Finding the old book of essays from writers from my past reading days has been a good and inspiring time. Today I'm reading what Frank Slaughter wrote about becoming an expert. It's really about research and ising what you have learned effectively. Research can be fun and exhausting. The problem, at least for me, is finding how one trail leads to another and not being able to stop searching for some new tidbit. Often getting off track can halt the writing. One of the tricks I've found is to research a specific area in depth and forcing myself to avoid the byways at the expense of writing.
Another problem with doing massive research is the desire to put everything learned into the story. Paragraphs and pages of facts are going to turn a reader off. What one has to do is choose from the pages they've read and taken notes on and selecting one or two facts needed to make the story seem real. When I was writing Obsessions, I drew a plan of the orthopedic storage room and listed every object in it. My initial draft read like a floor plan. Shaking my head, I cut this down to what I needed to bring the story to life. Doing this has taken time.

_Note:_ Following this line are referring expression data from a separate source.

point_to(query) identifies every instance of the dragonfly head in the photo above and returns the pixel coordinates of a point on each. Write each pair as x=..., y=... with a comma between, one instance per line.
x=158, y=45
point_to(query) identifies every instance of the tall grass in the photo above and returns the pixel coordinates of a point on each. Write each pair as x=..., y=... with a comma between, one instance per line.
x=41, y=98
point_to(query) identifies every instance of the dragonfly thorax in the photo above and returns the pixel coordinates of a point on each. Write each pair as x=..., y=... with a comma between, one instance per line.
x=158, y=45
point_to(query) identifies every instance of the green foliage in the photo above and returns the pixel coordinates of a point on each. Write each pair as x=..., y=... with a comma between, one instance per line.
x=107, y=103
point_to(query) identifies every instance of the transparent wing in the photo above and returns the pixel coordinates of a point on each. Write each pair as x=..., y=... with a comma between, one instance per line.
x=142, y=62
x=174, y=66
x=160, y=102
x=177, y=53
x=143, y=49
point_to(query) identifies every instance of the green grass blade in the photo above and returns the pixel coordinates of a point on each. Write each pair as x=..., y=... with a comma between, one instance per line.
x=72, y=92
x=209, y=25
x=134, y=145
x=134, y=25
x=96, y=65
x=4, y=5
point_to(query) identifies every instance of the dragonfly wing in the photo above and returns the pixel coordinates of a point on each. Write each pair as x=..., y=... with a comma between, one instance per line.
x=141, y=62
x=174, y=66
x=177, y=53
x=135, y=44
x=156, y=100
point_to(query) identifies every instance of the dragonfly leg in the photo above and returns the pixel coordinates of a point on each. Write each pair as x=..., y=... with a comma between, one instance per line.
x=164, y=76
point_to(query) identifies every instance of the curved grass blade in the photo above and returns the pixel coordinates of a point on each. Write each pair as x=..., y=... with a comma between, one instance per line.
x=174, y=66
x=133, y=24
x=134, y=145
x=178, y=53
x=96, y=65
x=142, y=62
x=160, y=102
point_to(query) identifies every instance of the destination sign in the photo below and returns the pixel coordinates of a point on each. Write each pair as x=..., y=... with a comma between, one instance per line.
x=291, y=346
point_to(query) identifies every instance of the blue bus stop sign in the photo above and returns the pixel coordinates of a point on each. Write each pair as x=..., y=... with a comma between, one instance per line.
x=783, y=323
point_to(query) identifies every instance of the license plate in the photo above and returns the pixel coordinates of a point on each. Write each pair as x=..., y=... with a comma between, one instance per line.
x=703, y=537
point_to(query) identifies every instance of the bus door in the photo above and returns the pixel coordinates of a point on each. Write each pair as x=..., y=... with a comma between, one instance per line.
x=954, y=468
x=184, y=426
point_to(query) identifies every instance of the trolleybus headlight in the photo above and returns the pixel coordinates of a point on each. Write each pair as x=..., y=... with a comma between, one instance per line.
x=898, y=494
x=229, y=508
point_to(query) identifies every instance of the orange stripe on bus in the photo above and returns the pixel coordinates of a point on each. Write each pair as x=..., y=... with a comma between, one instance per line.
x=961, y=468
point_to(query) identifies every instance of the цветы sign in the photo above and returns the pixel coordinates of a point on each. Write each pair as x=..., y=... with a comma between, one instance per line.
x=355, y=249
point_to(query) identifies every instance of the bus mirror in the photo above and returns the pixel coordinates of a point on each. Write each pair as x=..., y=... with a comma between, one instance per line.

Writing other books has sent me to the experts in a field and boy do they like to talk. I've had doctors describe step by step a procedure and have had to pull out a fact or two that will make what I'm writing seem real.
What about you, do you tend to find research so interesting that you can't seem to stop and write what you learn? Has your critique partners called you a teacher rather than a writer? There may be no answer to the problem of over-researching, after all writers are curious people. When writing there is an answer, leave out the long passages and concentrate on those few facts that make your story seem real.